German in the Knesset? Some say no way

With a majority of 7 to 2, the Knesset House Committee voted to allow German Chancellor Angela Merkel to make a speech in Knesset next week; some MKs upset at thought of German being spoken in Israeli parliament

The Knesset House Committee on Tuesday voted to allow German Chancellor Angela Merkel the privilege of making a speech in the Knesset during her visit to Israel next week in spite of some opposition by rightist MKs.


A majority of seven MKs voted for the measure and two – MKs Arieh Eldad (National Union) and Uri Ariel (National Union) – voted against.


Notwithstanding the fact that the approval is merely technical and the committee's decision did not deal with what language Merkel's speech would be made in, the decision did raise ire among some in the Knesset plenum.


MK Arieh Eldad opposed the measure saying: "I can't hear German in the Knesset plenum. It's the language that my grandfather and grandmother were killed in. I will get up and leave. If it's not necessary, don't bend the rules if only because the last words they heard were in German."
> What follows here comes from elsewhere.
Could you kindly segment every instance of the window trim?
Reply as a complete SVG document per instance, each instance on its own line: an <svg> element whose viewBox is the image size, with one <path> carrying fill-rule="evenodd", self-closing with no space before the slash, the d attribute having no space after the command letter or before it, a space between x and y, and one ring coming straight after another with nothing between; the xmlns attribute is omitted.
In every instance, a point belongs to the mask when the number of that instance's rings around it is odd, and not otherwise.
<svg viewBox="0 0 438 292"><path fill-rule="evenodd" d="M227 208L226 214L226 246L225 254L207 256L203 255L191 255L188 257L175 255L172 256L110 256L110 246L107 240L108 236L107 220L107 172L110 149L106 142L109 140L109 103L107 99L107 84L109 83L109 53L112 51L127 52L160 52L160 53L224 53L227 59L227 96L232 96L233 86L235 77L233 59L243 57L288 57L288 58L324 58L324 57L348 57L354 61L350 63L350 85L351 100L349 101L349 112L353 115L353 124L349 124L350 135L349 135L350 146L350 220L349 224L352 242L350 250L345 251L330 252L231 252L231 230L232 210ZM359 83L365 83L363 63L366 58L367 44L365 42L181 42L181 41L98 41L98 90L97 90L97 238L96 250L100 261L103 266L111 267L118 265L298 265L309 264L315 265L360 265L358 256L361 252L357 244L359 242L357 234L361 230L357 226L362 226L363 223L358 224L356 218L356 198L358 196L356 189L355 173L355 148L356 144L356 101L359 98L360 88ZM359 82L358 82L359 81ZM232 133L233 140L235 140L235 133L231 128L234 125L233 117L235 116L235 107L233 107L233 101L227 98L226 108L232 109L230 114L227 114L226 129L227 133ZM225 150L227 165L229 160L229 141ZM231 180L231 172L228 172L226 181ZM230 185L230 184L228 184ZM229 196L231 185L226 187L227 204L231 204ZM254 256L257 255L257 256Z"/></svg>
Knesset Secretary-General Eyal Yinon explained that this was not an issue of amending Knesset code, but rather a simple decision. He noted that German representatives had already made speeches in German in the Knesset before. In any case, Yinon stated, according to procedures a state representative approved to speak in the Knesset may speak in whatever language he or she chooses.


MK Uri Ariel was also against allowing Merkel to speak German at the podium: "I don't think that on Shabbat, when we read the parasha about what Amalek did – and they are Amalekites – they are the father of the Amalekites…six million…
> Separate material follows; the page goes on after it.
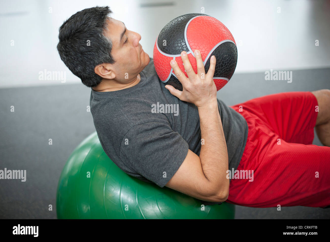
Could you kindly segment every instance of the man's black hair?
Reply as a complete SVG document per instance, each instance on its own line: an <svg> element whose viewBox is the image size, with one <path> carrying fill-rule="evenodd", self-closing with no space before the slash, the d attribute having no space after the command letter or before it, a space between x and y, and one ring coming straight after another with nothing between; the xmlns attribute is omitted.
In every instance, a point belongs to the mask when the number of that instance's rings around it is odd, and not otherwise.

"It's all well and good that Germany changed its ways, and there are important things in the political and security sphere that they should be praised for, but to go back to the reptiles and to be wusses…what's the matter? What happened to us?


MK Yohanan Plesner (Kadima) responded to the debate saying: "My grandmother and grandfather were refugees from Germany, from the oppressive regime. The German language was not heard in their house because it was the language of the oppressors. I understand where MK Eldad is coming from. This wound is still open.


"But other things need to be taken into account: Germany is today the State of Israel's stable friend in Europe. It is the anchor of support for us. This anchor needs to be institutionalized and firmly established without relinquishing our memories of the past. Germany, with all of its strength, is on our side and supportive without reservations. We have significant joint interests."


MK Yoel Hasson (Kadima) said: "Refusing to allow the chancellor to appear in the Knesset is likely to have bad implications. Ironically, the appearance of the chancellor on the podium in the Jewish state is a big victory for the Jewish people."